Another snapshot from James Gillray’s personal papers. This portrait of rather sad looking old lady, dressed in a lace bonnet and collar, was hastily sketched onto a page torn from a legal transcript. Her identity is a complete mystery – was it someone Gillray knew, even his elderly mother perhaps? Or, given the choice of paper and the fact that we know Gillray was occasionally dispatched to the courts to obtain portraits of notable criminals, perhaps it was just a face in the courtroom that briefly captured his attention?

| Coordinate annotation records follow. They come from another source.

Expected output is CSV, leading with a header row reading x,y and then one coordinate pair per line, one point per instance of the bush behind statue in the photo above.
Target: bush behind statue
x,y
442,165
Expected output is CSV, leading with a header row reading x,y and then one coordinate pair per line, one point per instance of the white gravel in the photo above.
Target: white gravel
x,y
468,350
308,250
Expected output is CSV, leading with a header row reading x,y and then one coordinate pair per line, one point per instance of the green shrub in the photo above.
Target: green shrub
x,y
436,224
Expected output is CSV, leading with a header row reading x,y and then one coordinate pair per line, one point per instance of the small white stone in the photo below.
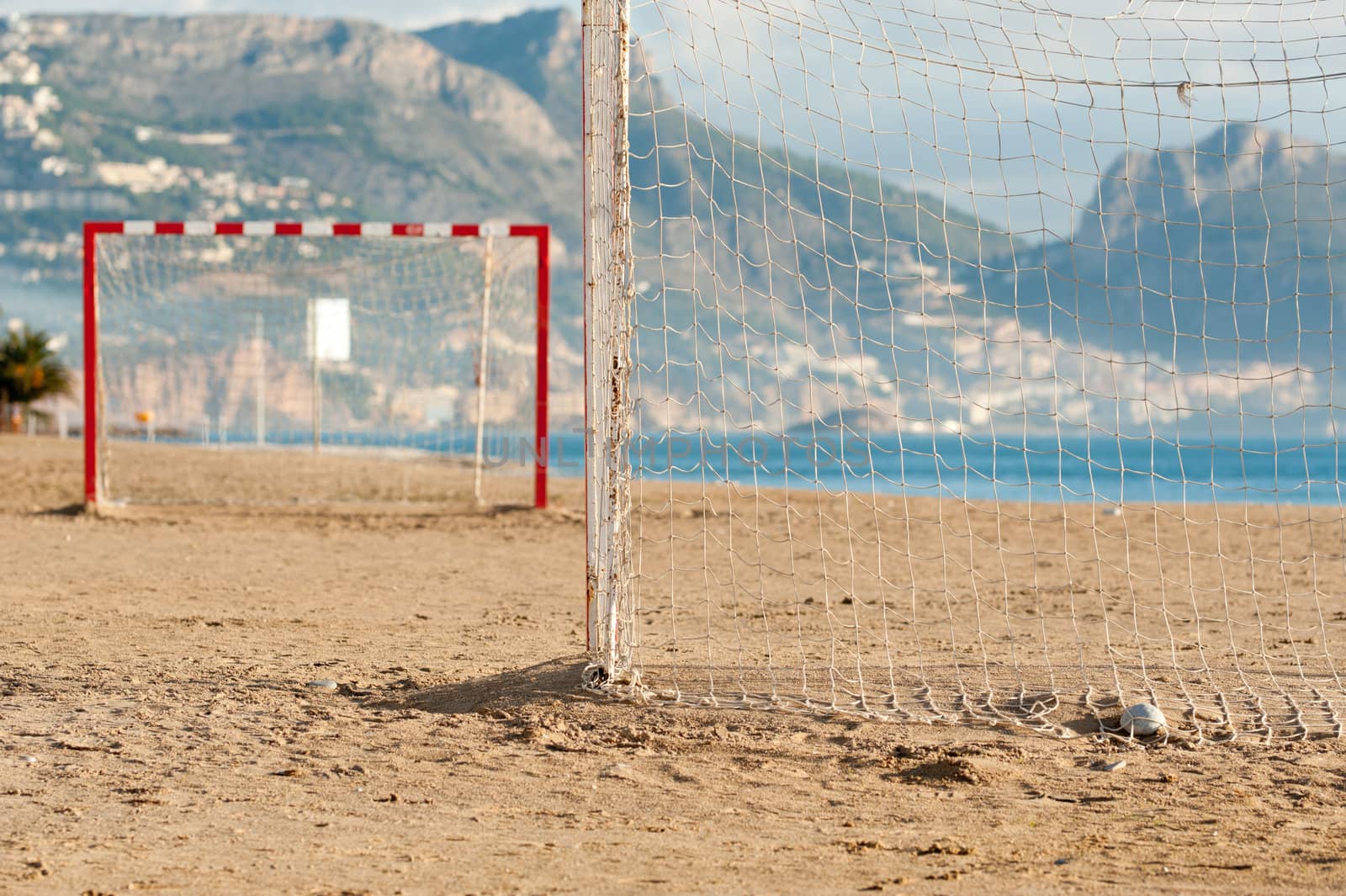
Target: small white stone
x,y
1143,720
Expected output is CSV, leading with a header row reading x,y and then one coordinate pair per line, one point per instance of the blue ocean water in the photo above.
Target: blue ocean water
x,y
1107,469
1110,469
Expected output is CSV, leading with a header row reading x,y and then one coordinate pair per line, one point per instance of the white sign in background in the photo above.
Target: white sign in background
x,y
329,328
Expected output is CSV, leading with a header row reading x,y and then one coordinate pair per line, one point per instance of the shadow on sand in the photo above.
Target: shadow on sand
x,y
555,680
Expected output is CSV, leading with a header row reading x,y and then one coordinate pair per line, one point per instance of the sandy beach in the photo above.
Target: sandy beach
x,y
158,732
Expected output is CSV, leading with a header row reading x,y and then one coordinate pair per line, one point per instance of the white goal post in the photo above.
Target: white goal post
x,y
969,362
315,362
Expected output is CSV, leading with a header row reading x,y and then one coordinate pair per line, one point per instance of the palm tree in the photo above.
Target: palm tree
x,y
30,372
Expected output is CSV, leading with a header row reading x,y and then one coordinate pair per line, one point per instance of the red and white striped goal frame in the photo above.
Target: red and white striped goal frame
x,y
96,229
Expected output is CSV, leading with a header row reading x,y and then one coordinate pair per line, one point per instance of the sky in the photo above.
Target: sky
x,y
403,13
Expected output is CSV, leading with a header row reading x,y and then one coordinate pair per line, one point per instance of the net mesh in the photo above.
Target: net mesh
x,y
971,361
282,370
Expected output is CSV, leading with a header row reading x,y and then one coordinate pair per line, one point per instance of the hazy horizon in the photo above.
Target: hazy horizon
x,y
405,13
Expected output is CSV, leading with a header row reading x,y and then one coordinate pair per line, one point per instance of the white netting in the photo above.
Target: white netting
x,y
210,392
973,361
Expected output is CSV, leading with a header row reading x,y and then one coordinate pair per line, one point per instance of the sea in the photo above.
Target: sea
x,y
1131,469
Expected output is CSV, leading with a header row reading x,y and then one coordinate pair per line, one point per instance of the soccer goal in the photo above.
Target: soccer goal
x,y
969,362
349,363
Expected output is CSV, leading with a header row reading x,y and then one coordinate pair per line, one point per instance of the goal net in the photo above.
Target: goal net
x,y
269,363
969,362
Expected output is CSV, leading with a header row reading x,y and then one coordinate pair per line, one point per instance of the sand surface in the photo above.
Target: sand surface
x,y
156,734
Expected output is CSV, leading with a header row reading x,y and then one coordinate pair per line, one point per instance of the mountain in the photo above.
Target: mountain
x,y
538,51
361,112
765,267
1225,247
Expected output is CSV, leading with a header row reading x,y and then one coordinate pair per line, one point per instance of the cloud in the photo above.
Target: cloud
x,y
404,13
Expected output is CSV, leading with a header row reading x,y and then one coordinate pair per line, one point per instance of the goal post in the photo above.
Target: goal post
x,y
215,350
968,362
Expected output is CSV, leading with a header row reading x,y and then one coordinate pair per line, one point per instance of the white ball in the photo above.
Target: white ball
x,y
1143,720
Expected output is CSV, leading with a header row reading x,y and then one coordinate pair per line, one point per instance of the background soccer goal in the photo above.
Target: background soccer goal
x,y
330,362
957,361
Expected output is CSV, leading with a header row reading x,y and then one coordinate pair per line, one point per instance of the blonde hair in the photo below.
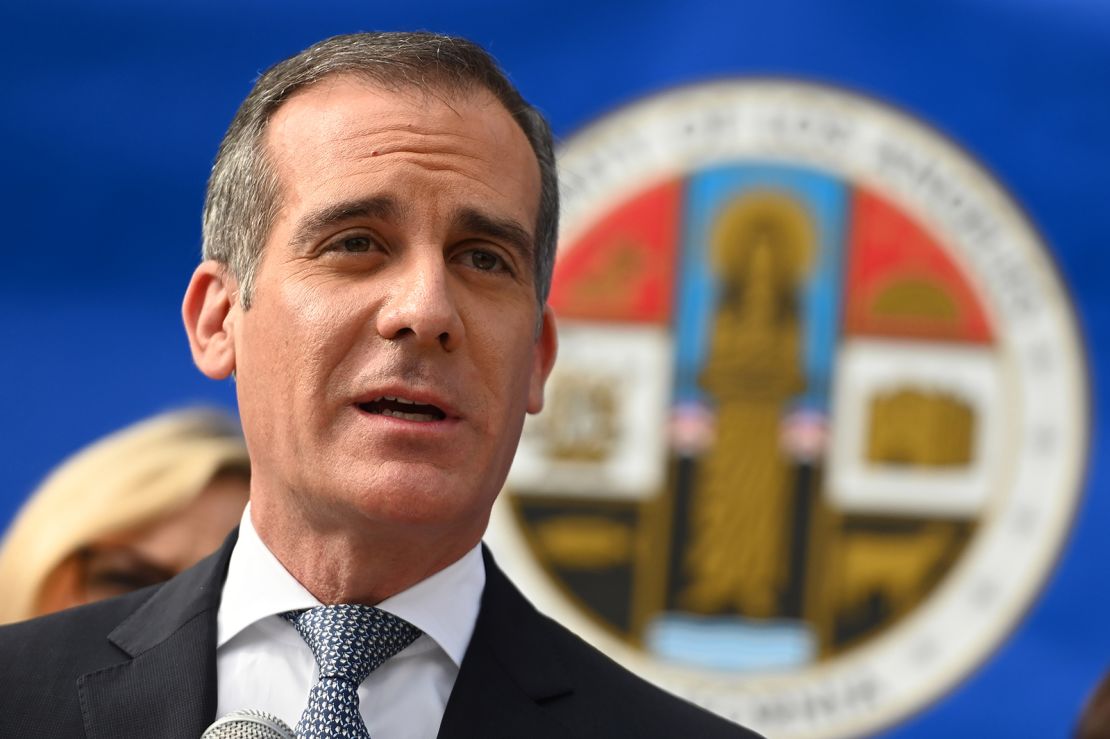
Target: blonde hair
x,y
133,476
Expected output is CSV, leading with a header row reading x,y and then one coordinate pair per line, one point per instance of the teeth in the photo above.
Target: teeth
x,y
397,400
407,416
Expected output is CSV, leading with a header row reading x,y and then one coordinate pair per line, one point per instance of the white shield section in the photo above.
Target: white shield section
x,y
603,429
941,376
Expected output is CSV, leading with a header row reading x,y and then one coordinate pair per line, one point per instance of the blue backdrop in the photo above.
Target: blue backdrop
x,y
113,112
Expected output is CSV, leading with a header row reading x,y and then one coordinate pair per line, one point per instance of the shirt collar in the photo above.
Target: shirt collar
x,y
443,606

We’ll never know of course, but I think it’s quite nice to think that an otherwise fleeting moment in this woman’s existence has been inadvertently captured for posterity in this way.
Hannah perhaps?
There is some resemblance to the woman in Gillray’s Pro Bono Publico and his Lady. In my comments on that print (http://www.james-gillray.org/pop/pro-bono.html), I speculated that the lady could be Gillray’s mother. Is there any way of dating the document containing the sketch?
A fascinating theory. A closer analysis of the legal document on which the sketch has been executed may provide some clues as to the likely date of production. Unfortunately, I only have the rather blurry photo which was taken on my phone in the British Library’s manuscripts reading room. Possibly something to check out on your next trip to England?